July 30, 2012
From Creamer Media in Johannesburg, I’m Motshabi Hoaeane.
The United Nations fails to agree on a landmark arms-trade treaty.
Eskom says internal approvals are in hand for the first renewable energy projects.
And, the World Food Programme says that 1.6-million people are in need of food aid in Zimbabwe.
Diplomats say delegations from around the world failed on Friday to agree on a landmark United Nations arms-trade treaty to regulate the more than 60-billion dollar industry. The UN is now opting for further talks and a possible UN General Assembly vote by the end of the year.
More than 170 countries have spent the past month in New York negotiating a treaty, which needed to be adopted by consensus, so any one country effectively could have vetoed a deal.
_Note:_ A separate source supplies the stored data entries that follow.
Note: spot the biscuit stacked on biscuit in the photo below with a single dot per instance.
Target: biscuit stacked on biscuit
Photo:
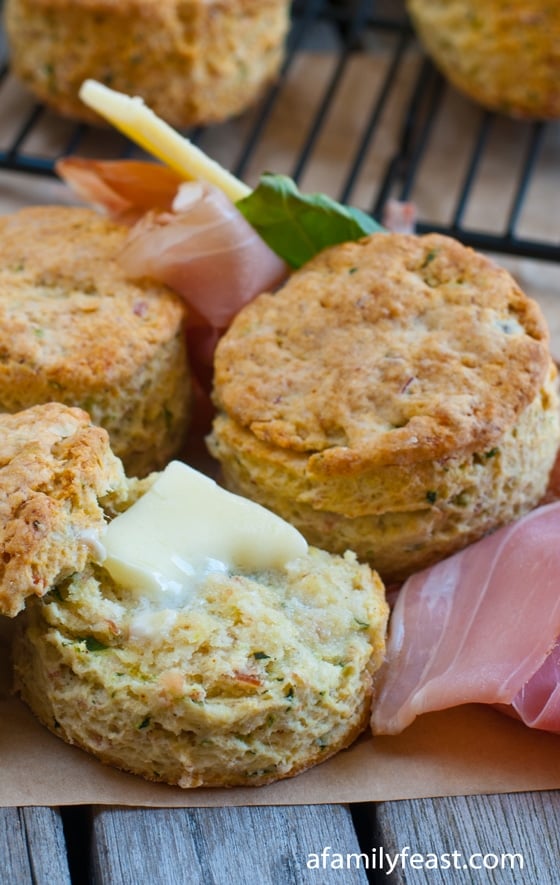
(193, 61)
(75, 330)
(255, 676)
(396, 397)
Instead, no decision was taken on a draft treaty.
UN Secretary-General Ban Ki-moon expressed disappointment that the meetings were inconclusive. However he was encouraged that UN members will continue pursuing "this noble goal."
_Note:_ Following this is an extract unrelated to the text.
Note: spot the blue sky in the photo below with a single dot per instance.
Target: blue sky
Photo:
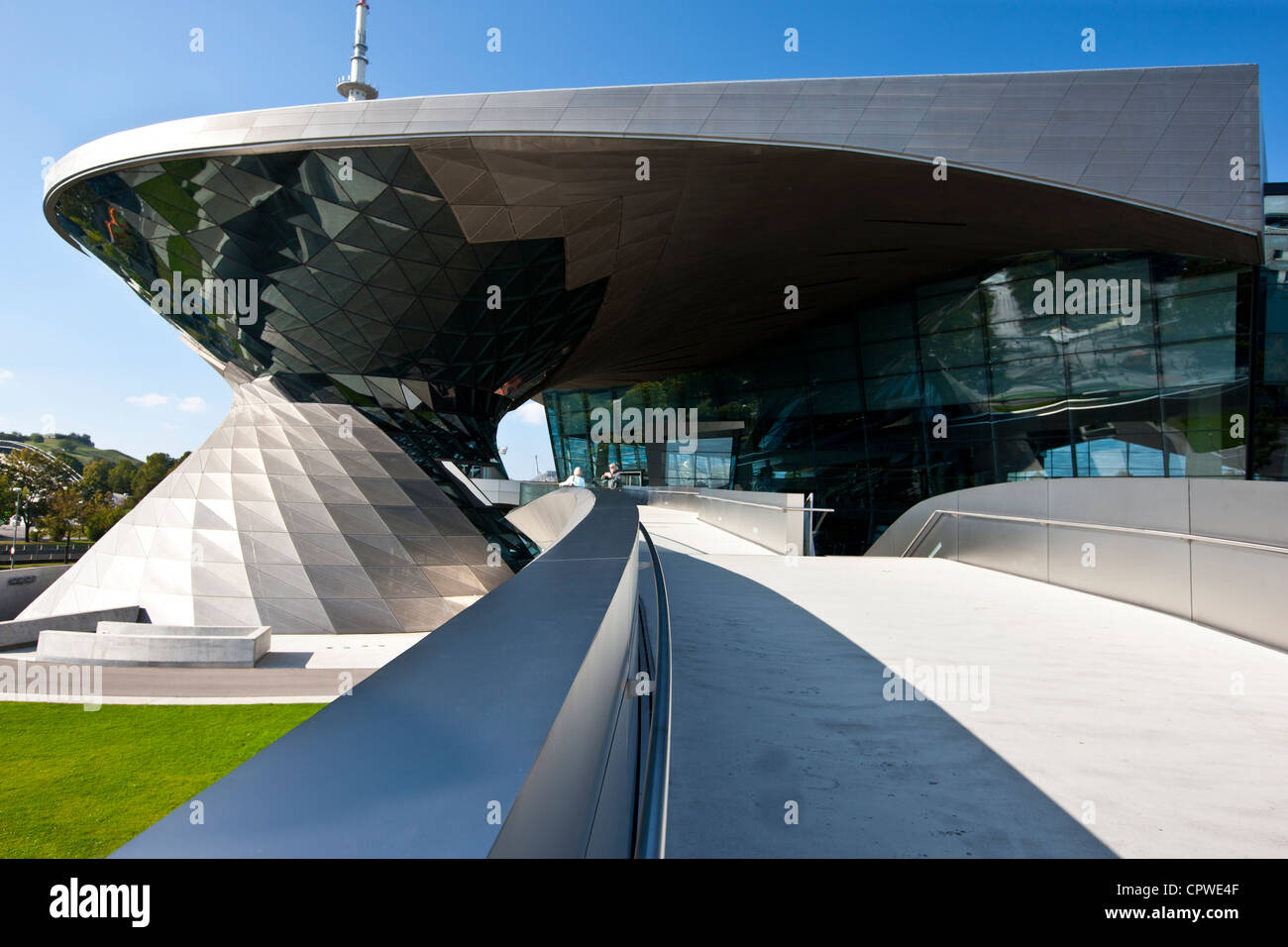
(82, 354)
State-owned power utility Eskom has concluded its internal governance processes for the connection of, as well as the purchase of power from, the renewable-energy projects that advanced to the preferred-bidder stage under South Africa’s Renewable Energy Independent Power Producer Programme (or REIPPP).
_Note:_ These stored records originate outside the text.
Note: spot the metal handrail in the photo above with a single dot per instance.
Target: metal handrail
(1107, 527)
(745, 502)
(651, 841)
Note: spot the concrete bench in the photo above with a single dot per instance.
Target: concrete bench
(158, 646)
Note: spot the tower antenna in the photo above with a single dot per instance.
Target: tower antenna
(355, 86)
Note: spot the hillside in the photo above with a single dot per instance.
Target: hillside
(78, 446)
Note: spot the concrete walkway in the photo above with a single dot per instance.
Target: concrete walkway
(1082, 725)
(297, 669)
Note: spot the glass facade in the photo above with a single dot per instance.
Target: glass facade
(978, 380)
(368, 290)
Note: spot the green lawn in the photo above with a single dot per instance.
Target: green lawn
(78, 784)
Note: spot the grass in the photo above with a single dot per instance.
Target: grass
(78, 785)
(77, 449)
Single buyer office representative Adele Greyling reported on Friday that corporate authorisations had been secured to sign power purchase and connection agreements with the first-window bidders. These bidders were named by Energy Minister Dipuo Peters in December.
The 28 renewable-energy projects have been identified as preferred bidders during the first REIPPP bid window and an initial deadline of June 19 was set for financial closure.
The World Food Programme (or WFP) says that the number of people in need of food aid in Zimbabwe will rise by 60 percent this year to 1.6-million.
A poor farming season this year has been blamed on erratic rainfall and limited access to seeds and fertilizers. This has prompted Finance Minister Tendai Biti to cut the 2012 growth forecast to 5.6 percent from 9.4 percent.
The WFP, said in a statement that nearly one in five rural people in the southern African state would need food aid during the peak of next year's "hunger season". The season is forecast to run from January to March when the new crops are not ready for harvest.
The WFP said that it would import cereals from neighbouring countries to distribute in rural Zimbabwe. It added that it would also hand out cash in some areas to allow people to buy their own cereals.
Also making headlines:
Ivory Coast President Alassane Ouattara says that West African leaders are ready to seek military intervention in Mali from the United Nations Security Council.
Egyptian state media says a new cabinet will be announced on Thursday.
And, the energy department says prices of all grades of petrol are set to rise on Wednesday.
That’s a roundup of news making headlines today.